USAJOBS houses vacancy announcements government-wide. HHS was informed that USAJOBS applicant information has been compromised. NIH is one of the organizations that uses this site to post jobs. Hackers gained access to users' names, addresses, email addresses, and telephone numbers. Fortunately, no social security numbers (SSN) were compromised because of security shields on that information.

We do not know if any applicants to NIH jobs have been adversely impacted. If you are a current or former USAJOBS.gov applicant, you may find yourself targeted by phishing emails that appear to be sent from USAJOBS.gov or Monster.com (Monster provides the technology for USAJOBS). Phishing is a computer scam where identity thieves clone email messages from legitimate sources in order to trick users into handing over passwords or other sensitive information. They also may direct users to websites which download viruses or collect personal information. Phishing has also targeted users by phone to try to acquire the same personal data.

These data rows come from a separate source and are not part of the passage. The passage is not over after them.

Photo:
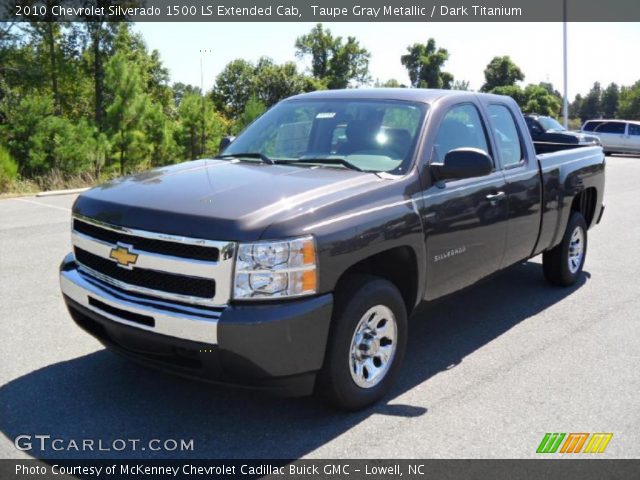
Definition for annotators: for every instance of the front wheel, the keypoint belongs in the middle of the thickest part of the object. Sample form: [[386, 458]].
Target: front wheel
[[563, 264], [367, 343]]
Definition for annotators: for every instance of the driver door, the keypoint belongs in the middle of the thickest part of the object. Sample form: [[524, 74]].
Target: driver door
[[465, 220]]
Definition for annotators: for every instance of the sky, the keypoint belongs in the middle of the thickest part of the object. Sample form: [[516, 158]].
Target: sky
[[596, 51]]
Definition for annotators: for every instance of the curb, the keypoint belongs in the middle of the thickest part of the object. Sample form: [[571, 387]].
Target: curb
[[53, 193]]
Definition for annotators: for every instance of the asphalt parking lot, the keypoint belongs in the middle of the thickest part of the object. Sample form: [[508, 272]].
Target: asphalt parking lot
[[488, 371]]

According to the USAJOBS website:

"USAJOBS will NEVER request personal information via unsolicited email (i.e. not a response to an email sent by you). Monster has also assured us THEY will NEVER ask any site users to download any software, 'tool' or 'access agreement.'

If you receive a suspicious email regarding your USAJOBS search, email it, with the full "header" information intact, to us at: mayday@fedjobs.gov."

More information about this attack can be found at http://www.usajobs.opm.gov/securityNotice.asp.

As a reminder, SSNs are no longer required on the submission of resumes to NIH vacancy announcements. We strongly encourage you not to place your SSN on your resume.  While the USAJOBS system does require you submit your SSN in their resume builder, typing your SSN outside of the designated SSN field may make it easier for someone with malicious intent to access that information.